Something else that we all love is hex stickers. So I love those like everybody else in this community. And I try to bring them in any app that I'm involved with. So some of the stickers that we've developed are kind of go for our shiny app that we created. And you see an example of the Enviva LD app that I put together and, you know, have a hex sticker for it. And then we put hex stickers together for different workshops or events that we have. You see a shiny day sticker and then some of the workshop that we had within that. And also we have a sticker for membership for Data and Statistics Society, which were actually in quite demand and we had to email them globally, which is great.

Summary and future potential

So to summarize, R in Janssen drug discovery statistics today and tomorrow. So I think today we heavily rely on R and RStudio products. We use RStudio projects, R Markdown reports, shiny apps, R packages, which bring efficiencies and statistical rigor to our portfolio. They ensure reproducible and traceable research and also standardization and harmonization of methods, workflows, et cetera, and give us the capability to quickly adapt to changes.

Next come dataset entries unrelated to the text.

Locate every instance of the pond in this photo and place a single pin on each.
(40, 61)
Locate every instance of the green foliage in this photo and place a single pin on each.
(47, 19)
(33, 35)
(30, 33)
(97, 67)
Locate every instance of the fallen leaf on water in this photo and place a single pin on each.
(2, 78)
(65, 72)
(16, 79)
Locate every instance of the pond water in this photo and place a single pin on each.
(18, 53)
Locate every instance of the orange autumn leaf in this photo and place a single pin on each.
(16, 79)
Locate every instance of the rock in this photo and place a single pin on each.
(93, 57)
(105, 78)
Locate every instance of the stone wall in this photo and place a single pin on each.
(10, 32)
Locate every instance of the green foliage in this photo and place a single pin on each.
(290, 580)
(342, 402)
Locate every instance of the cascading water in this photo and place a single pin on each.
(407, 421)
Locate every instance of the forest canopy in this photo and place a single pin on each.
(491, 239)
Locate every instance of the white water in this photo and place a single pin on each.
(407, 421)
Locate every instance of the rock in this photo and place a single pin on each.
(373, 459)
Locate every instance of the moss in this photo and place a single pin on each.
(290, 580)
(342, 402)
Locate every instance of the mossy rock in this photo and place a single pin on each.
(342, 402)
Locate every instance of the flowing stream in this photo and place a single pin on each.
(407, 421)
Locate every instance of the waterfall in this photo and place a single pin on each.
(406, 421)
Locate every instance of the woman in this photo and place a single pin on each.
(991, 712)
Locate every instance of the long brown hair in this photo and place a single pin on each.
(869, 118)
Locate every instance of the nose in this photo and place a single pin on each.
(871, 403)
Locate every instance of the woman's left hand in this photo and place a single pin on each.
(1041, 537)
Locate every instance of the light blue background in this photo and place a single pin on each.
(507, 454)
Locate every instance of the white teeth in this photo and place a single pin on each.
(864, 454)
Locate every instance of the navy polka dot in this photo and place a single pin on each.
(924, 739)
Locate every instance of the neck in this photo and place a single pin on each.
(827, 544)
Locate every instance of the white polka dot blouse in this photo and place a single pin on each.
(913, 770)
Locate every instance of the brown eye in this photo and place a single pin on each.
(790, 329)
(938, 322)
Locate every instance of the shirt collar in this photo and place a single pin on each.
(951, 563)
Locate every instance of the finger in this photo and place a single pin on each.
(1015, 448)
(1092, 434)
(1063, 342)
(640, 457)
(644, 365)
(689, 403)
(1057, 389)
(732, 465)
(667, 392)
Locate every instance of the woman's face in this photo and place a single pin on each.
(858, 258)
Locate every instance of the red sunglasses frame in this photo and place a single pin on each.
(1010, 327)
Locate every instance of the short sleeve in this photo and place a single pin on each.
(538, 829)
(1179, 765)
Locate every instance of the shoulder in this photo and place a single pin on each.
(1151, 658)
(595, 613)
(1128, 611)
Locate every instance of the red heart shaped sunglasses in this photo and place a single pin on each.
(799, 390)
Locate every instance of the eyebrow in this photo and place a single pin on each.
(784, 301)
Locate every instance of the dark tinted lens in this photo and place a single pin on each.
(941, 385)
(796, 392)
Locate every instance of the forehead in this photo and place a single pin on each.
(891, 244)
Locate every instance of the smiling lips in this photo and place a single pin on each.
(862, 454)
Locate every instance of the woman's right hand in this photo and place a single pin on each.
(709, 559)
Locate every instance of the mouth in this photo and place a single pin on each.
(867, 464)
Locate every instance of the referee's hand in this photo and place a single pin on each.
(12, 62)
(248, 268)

Then open source nature of R provides us with immediate access and opportunity to share our cutting edge and state-of-the-art statistical methodologies and also facilitates innovation and collaboration. And then we're growing our community internally through different platforms, workshops, internal events, and trainings. And we're trying to give back to the community by having R packages on CRAN and presenting at different conferences.

open source nature of R provides us with immediate access and opportunity to share our cutting edge and state-of-the-art statistical methodologies and also facilitates innovation and collaboration.

Some notes for future potential. I think we can keep building a larger R community, not just within our Janssen pharmaceutical space, but also go into other Johnson & Johnson sectors, whether it's medical devices or consumer finance, et cetera. So that's always a great thing to do. I think there are ways to work on sharing R code, again, across the enterprise, not just within sub-communities. So I think that would be something great to do in the future. And then enhancing internal R packages visibilities. This is something I also feel is important and we can work better there. And with that, I'm going to conclude and say thank you to some of my colleagues who helped me to bounce back some of my ideas that I had for this presentation. And once again, thank you, RStudio and people who organized this R in pharma conference for inviting me to speak. And here I'll conclude. Thank you so much.